Notes on Building a Multi-Agent AI Dev Workflow

Notes on Building a Multi-Agent AI Dev Workflow

AI has gone from a mild fascination to an everyday tool, but engineers still hit the same barriers: limitations, reliability, trust.

In late November 2025, the company I worked at got Claude Code access, along with the push of other AI systems to be used, so I sat down to see what it could do.

Using AI in the terminal was new to me, and I wasn’t sure what it could do. I pointed it at a repository on my machine and asked it to summarize the codebase and watched it go.  It created a summary of the codebase that was easy to understand and aligned with external documentation.

Then I wanted to see if it would come to the same conclusion I had on a recent problem. After describing the basic change we wanted to make, it found some other related code. It took a little coaxing to find the right files, but not much, and its suggestions on making an improvement were right on.

I understood agents as saved prompts, so I asked Claude how to make them, and quickly wrote a slash command called /senior that was a pretty basic software engineering specific agent. I then fed it our company’s code standards and asked if any of these instructions would help. It gave me feedback that yes, this added what it normally would check.

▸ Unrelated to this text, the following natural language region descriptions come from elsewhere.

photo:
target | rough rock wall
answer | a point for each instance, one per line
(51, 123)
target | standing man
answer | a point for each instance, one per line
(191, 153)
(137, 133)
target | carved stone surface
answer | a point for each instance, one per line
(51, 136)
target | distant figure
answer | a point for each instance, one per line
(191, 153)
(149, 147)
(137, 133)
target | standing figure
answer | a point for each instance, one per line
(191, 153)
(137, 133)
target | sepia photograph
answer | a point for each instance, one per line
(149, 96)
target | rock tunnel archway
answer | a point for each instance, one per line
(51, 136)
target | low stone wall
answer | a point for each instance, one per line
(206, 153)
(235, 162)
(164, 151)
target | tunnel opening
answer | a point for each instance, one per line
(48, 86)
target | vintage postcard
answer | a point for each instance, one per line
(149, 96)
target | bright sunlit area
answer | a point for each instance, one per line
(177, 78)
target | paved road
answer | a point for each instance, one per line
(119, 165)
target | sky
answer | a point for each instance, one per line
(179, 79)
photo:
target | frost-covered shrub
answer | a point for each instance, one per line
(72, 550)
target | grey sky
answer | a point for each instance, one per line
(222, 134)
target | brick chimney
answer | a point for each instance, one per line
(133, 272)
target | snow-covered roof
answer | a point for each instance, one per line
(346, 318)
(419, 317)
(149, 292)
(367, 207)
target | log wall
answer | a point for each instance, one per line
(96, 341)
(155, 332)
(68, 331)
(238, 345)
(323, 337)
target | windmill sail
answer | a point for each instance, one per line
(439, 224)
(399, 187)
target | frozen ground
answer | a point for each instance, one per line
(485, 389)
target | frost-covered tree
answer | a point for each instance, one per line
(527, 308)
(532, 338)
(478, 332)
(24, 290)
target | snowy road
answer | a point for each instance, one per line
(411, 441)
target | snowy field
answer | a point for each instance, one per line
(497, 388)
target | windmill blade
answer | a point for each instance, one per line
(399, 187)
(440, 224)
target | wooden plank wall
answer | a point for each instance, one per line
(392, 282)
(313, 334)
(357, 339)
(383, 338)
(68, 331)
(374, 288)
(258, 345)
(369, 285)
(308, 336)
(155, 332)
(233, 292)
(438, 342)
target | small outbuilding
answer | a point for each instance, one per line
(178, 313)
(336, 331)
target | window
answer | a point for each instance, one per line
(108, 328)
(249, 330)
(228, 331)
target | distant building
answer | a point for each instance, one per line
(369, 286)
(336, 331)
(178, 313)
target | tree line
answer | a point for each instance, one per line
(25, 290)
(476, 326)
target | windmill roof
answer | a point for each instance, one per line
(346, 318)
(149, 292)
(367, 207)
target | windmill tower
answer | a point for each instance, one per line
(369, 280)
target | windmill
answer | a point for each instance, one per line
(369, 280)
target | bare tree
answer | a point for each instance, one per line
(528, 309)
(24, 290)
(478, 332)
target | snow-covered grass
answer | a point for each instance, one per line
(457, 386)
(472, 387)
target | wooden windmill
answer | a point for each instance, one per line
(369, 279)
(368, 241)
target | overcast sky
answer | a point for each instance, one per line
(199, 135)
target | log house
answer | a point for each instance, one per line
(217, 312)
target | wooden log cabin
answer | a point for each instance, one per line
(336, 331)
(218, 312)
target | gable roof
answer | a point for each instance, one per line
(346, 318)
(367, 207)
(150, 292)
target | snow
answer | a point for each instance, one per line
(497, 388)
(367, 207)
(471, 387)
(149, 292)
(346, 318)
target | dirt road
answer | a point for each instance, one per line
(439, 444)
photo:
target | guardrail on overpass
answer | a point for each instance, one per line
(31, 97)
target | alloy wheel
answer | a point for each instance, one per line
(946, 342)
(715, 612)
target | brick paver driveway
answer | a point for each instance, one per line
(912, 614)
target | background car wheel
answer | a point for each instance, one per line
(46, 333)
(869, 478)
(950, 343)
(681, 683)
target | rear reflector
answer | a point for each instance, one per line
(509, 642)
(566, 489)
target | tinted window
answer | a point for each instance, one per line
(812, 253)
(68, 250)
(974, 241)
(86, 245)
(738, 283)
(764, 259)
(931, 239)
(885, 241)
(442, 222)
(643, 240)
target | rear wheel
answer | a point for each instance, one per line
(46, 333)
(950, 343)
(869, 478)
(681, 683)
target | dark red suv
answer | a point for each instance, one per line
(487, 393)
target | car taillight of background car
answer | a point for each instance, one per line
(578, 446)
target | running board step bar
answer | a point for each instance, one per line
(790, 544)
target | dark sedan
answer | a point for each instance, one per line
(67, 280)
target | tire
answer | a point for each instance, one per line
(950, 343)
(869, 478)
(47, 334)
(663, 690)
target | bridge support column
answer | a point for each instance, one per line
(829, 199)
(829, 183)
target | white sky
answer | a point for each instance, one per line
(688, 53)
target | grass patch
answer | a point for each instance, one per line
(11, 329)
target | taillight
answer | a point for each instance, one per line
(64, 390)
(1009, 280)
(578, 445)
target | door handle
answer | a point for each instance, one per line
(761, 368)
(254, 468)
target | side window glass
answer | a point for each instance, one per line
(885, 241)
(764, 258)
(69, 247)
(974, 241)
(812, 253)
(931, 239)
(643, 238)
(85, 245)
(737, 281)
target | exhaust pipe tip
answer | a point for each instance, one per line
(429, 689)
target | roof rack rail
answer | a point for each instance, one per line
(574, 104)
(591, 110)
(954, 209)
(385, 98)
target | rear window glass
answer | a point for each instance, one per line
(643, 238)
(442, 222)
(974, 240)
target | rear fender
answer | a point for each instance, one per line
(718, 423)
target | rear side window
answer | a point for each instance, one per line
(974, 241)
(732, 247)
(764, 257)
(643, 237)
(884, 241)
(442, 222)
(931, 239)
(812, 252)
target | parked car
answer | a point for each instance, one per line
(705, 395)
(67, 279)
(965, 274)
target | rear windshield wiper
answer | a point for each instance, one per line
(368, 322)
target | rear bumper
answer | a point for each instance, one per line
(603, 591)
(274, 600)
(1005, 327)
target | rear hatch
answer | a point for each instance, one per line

Wanting to put it to work, I knew the perfect ticket to point it at, a well-written, simple task a fellow Senior Engineer had made and was sitting in our backlog.

It read the acceptance criteria, wrote the implementation, added tests, committed to a feature branch, and wrote the PR description. I only added a note that this was 100% AI created and manually verified.

I presented to our team, being honest about the process, that this could be a whole new way to look at our work, to have agents work before, during, and after humans are involved. For me, AI stopped being a coding assistant or a smart auto-complete. I started thinking about it as a development team.

From a script to a system

That first command was a single agent doing a single task with a little direction. But it raised a question: What if I built a full development workflow around AI agents, with the same standards I'd expect from real engineering culture?

Over the next 2 months, I built exactly that.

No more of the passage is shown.